Au fond, il y a moi. Qui t’attends.

Au fond de toi, tu me trouveras.

Chapitre 29

Elle cherche.

Qui elle était. Ce qu’elle faisait. Ce qu’elle aimait ou détestait.

Elle cherche.

Quel est ce jour atroce qui rend l’âme.

Mais même les jours n’ont plus aucun sens. Ni les jours, ni les heures. Plus rien n’a de sens.

Elle a rampé.

Rampé plus que marché jusqu’à la chambre.

Elle a avalé.

Ce qui restait de somnifères.

Et elle s’est allongée.

Sur l’édredon blanc, immaculé. Les bras en croix, les yeux rivés au plafond lisse.

Lisse, comme les parois du gouffre. Rien à quoi se raccrocher.

Que ce poignard sorte de mes tripes, que le sang jaillisse. Que la vie s’achève puisqu’elle m’a achevée.

— Voilà, c’est fini…

L’Ombre se penche, ricane au-dessus de sa sépulture.

— Ci-gît Cloé Beauchamp.

Tu as gagné. Il est parti, à cause de toi. Ou à cause de moi. Quelle importance ? La seule chose qui compte, c’est que l’horreur ait une fin. Que la peur ait une fin.

Elle prie.

— Faites que j’aie avalé assez de cachets… Faites que je meure, s’il vous plaît !

Son cœur bat vite, bien trop vite. Et n’importe comment. Ses yeux commencent à se fermer.

Quelque chose lutte, pourtant. Une infime partie d’elle.

— Laisse tomber ! Laisse-moi partir, par pitié !

Dehors un orage éclate. Coups de tonnerre, éclairs. La colère du ciel, comme un ultime reproche.

Ça y est, ses paupières tombent. Lourdes, telles des enclumes.

Ça y est, son esprit vogue vers l’inconnu.

Tandis que son cœur agonise, la peur explose dans ses entrailles. Trop tard.

Aller sans retour.

Ça y est, la lumière s’éteint.

Clap de fin.

Ci-gît Cloé Beauchamp. Morte dans l’ombre.

Il hante encore cet hôpital. Enchaîné à cet endroit, pour l’éternité. Il y deviendra peut-être fantôme, déambulant à jamais dans ces couloirs aseptisés.
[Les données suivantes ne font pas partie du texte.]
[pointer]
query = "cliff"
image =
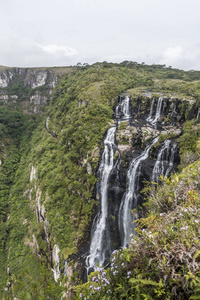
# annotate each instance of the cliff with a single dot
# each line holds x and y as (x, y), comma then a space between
(53, 130)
Alexandre se heurte aux murs, insecte fragile attiré par une lumière, une chimère.

Rester là pour veiller sur lui. Pour se punir.

Il a tant imploré qu’on a fini par avoir pitié de lui et le laisser venir.

Fin de soirée derrière une vitre. Le Gamin se bat, encore et toujours. Gomez pose sa main sur la paroi de verre. Essaie de le toucher. Jusqu’au cœur. Et lui parle, d’une voix à peine audible.

Tout ce qu’il n’a pas eu le temps de lui dire.

Silhouette floue noyée dans un brouillard épais.

Ce n’est pas l’heure, Cloé. Pas encore…

Cette voix, étrange, comme descendue du ciel. Et ce froid sur sa peau, dans sa bouche. Qui coule entre ses lèvres entrouvertes.